Кто это из великих сказал, что все мы родом из детства? А если не было детства - откуда мы родом? Из вонючей ямы, которая зияет на месте детства. Два года мальчоночка работал "родимчиком", в жару и в мороз сидел на каменных ступенях или, опоенный снотворным, а то и водкой, спал, положив голову на колени своей "мамке", сильно пьющей старухе (да какая там старуха! вряд ли ей было больше тридцати), стремившейся незаметно вынуть из кружки и спрятать где-нибудь на теле рублик-другой, за что по вечерам пьяные хозяйские "быки", притащив на хату, где все ночевали вповалку, раздевали ее, перетряхивая всю одежду, и жестоко били. Но она к этому времени обычно уже успевала крепко заложить, громко стонала и смеялась, когда ее валтузили ногами, - она свое взяла, остальное ей было до фени. Пусть хоть убьют. На мальчика, понятно, никто внимания не обращал. Чем хуже он выглядел, тем большую жалость вызывал у богомольцев, а значит, и подавали больше. "Ты счастливый, - сладко улыбаясь, говорила ему "мамка", - тебя похоронят в церковной ограде. Девочку, которая до тебя была, в церковной ограде ночью закопали. А кого в церковной ограде хоронят, тот праведник".

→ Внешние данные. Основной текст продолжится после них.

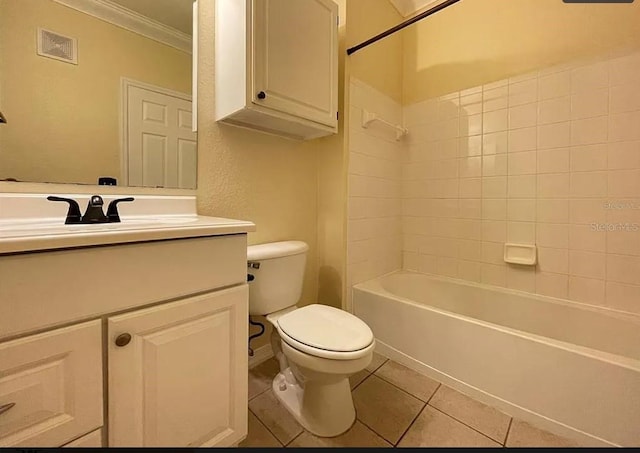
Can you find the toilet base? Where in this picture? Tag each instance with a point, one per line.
(323, 409)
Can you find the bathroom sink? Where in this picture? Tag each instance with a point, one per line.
(27, 223)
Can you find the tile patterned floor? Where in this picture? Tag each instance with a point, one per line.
(395, 407)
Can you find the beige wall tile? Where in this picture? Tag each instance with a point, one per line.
(494, 275)
(553, 260)
(554, 160)
(521, 278)
(553, 285)
(587, 264)
(587, 290)
(623, 297)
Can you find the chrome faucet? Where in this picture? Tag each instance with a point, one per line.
(94, 212)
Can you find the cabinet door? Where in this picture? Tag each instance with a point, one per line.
(51, 386)
(181, 380)
(295, 57)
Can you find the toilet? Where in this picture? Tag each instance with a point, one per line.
(317, 346)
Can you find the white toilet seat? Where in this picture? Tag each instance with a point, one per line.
(326, 332)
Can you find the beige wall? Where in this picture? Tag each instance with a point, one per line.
(550, 158)
(475, 42)
(380, 64)
(63, 119)
(271, 181)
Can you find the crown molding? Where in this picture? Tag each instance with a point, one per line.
(132, 21)
(408, 8)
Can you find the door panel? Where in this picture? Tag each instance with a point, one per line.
(181, 381)
(158, 129)
(51, 386)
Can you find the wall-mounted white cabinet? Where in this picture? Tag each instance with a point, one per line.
(276, 66)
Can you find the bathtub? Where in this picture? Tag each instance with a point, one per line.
(566, 367)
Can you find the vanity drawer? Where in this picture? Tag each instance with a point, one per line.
(41, 290)
(51, 386)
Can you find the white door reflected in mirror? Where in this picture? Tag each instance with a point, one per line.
(159, 146)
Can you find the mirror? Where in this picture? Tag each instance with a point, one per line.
(97, 92)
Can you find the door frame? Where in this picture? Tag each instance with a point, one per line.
(125, 84)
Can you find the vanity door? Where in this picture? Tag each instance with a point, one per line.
(178, 373)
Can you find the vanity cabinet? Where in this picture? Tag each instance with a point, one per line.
(157, 327)
(177, 372)
(51, 386)
(276, 65)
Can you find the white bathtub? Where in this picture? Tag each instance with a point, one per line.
(569, 368)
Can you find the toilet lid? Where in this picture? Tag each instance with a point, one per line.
(327, 328)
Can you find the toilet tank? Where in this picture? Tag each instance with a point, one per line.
(278, 271)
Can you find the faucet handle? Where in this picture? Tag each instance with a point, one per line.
(73, 214)
(112, 210)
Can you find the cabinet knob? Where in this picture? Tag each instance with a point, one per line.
(123, 339)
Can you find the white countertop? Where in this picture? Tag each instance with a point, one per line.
(23, 231)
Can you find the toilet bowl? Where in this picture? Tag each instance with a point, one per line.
(318, 347)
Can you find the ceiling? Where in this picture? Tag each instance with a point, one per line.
(173, 13)
(410, 7)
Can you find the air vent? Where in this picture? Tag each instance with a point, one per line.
(54, 45)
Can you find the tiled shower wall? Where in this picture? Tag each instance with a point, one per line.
(550, 158)
(375, 206)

Его бы, может, вскоре и закопали, но в какой-то момент всю эту уголовную хевру замели: то ли какая кампания была объявлена, а скорее ментам не отстегнули, сколько следует, и те отдали бизнес конкурентам. Так или иначе, а его снова привезли в тот же детский дом, оформив как "первичного", неизвестно откуда поступившего ребенка без имени, без возраста. Оказалось, никакие его бумаги не сохранились: директор детдома, оформив усыновление, сжег все бумаги, пожар случился во флигеле, где была контора. Видимо, боялся, что его делишки раскроются. Он, поди, не одного ребенка так выдал... Вернулся мальчик тогда, когда детдом под свое покровительство взял секретарь обкома партии: приезжая сюда, он всегда напивался и плакал - жалко ему было здешних сирот. Он-то на правах "красного крестного" и назвал вновь поступившего воспитанника: хотел назвать в честь латышского партийного деятеля Арвида Яновича Пельше, знакомством с которым весьма гордился, но, поскольку был сильно пьян и всё смешалось в его сознании, мальчика записали как Яна Арвидовича Пуго: перечить пьяному секретарю, поправлять его никто не осмелился. Тем более что такая фамилия тоже мелькала где-то в партийных святцах...

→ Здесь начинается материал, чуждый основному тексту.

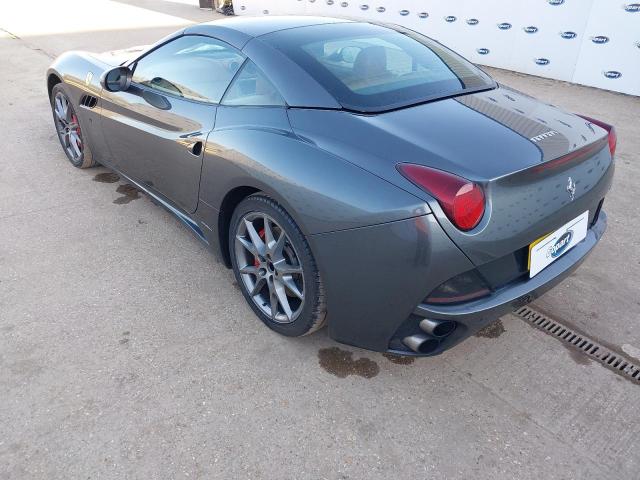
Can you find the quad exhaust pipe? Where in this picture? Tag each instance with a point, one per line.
(421, 343)
(434, 331)
(437, 328)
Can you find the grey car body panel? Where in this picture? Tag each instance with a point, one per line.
(160, 140)
(237, 31)
(323, 192)
(522, 203)
(381, 243)
(373, 286)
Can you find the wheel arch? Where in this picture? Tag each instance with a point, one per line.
(233, 198)
(229, 203)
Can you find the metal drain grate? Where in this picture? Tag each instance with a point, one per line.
(592, 349)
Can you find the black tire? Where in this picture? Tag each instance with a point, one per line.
(312, 312)
(85, 158)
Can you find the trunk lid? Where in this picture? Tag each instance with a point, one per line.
(521, 151)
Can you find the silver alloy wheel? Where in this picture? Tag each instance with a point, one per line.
(68, 127)
(269, 267)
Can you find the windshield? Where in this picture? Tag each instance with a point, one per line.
(371, 68)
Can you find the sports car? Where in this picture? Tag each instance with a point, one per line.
(352, 174)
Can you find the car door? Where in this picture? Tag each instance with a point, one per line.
(157, 129)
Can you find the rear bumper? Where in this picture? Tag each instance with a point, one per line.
(473, 316)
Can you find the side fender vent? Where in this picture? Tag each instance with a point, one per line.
(88, 101)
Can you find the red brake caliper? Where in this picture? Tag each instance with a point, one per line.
(256, 263)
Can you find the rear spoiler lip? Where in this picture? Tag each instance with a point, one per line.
(574, 157)
(563, 162)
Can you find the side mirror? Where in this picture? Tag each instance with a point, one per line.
(117, 79)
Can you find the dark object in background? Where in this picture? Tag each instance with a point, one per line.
(224, 6)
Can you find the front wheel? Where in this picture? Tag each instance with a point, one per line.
(69, 131)
(275, 269)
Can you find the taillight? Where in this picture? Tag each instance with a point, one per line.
(461, 200)
(613, 136)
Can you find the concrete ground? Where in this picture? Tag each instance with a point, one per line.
(126, 351)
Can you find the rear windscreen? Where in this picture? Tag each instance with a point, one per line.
(372, 68)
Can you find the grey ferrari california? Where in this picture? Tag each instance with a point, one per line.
(351, 174)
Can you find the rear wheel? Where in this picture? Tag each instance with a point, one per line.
(69, 130)
(275, 269)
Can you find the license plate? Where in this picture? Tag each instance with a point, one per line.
(549, 248)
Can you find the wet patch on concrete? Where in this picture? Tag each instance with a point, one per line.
(493, 330)
(107, 177)
(129, 193)
(399, 359)
(340, 363)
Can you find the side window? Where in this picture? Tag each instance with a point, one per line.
(252, 88)
(192, 67)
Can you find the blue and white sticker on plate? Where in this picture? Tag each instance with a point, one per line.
(549, 248)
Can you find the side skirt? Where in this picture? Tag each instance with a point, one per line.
(180, 215)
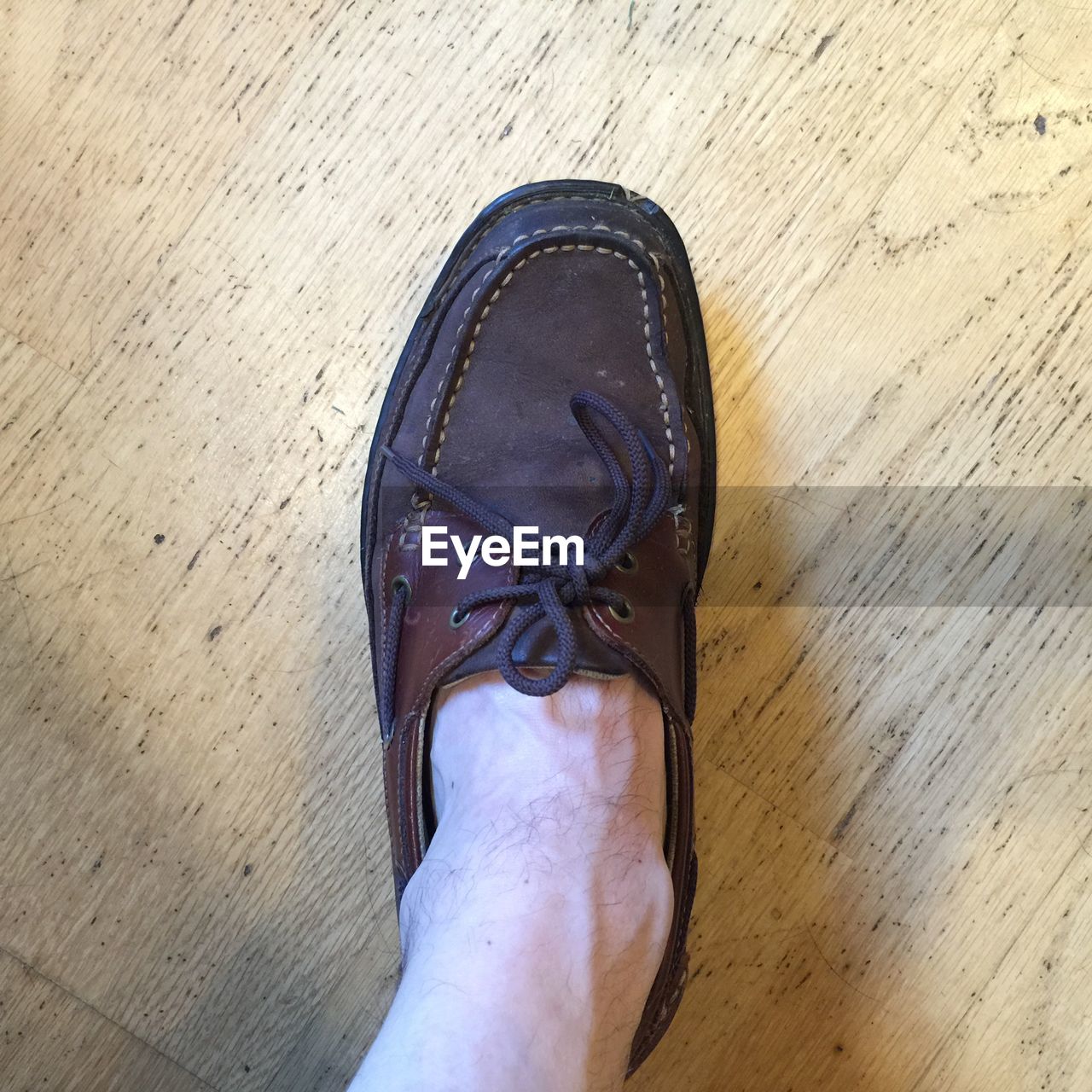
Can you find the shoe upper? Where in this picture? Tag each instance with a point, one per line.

Когда посланный человек раскрутил всю эту историю, привез выкупленные бумаги и сказал, что директор детдома жив, что он на пенсии и живет в Рязани, Глина в тот же день сел в машину и поехал искать его.

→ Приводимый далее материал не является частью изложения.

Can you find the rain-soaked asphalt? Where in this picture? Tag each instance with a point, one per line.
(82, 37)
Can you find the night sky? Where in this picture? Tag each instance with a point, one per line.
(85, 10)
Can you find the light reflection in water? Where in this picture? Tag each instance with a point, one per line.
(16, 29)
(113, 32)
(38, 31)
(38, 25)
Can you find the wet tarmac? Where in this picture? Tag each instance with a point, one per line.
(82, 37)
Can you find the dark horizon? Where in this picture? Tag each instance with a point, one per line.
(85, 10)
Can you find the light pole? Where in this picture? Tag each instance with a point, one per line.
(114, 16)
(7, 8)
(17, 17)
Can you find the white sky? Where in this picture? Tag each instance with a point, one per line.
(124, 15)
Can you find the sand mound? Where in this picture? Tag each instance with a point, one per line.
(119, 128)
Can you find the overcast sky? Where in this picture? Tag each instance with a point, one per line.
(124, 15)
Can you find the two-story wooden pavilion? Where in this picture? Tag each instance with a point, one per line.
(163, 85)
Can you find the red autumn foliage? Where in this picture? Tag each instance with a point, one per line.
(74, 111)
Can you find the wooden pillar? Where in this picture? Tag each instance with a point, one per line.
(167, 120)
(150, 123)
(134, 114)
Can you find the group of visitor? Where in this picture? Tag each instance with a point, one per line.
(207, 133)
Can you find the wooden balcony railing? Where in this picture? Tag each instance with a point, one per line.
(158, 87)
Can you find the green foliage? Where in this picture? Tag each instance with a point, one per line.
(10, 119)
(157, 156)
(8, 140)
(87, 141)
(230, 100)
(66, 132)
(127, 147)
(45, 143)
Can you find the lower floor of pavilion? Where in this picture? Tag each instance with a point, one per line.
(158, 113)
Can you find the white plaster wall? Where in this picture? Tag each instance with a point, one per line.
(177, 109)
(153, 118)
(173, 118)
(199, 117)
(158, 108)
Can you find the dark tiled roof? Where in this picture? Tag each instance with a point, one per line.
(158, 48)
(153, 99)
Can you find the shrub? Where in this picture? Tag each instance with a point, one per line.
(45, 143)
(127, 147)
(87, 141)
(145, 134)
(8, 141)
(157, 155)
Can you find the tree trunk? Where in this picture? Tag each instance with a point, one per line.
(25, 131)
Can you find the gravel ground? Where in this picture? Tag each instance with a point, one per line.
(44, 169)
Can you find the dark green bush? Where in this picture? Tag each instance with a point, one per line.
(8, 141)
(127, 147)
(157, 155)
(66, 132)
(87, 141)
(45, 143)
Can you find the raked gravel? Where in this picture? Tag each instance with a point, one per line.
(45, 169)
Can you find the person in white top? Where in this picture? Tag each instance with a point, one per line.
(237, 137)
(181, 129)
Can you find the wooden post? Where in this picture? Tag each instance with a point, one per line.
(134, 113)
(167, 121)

Увы, не застал. Директор умер месяц назад. Глина не поленился, поехал на кладбище, нашел его могилу и, к полному изумлению сопровождавшего его кладбищенского сторожа, встал на свежий холмик, расстегнул ширинку и обильно помочился... Теперь вспомнив, в каком состоянии он тогда пребывал, Глина вдруг замотал головой и заулыбался.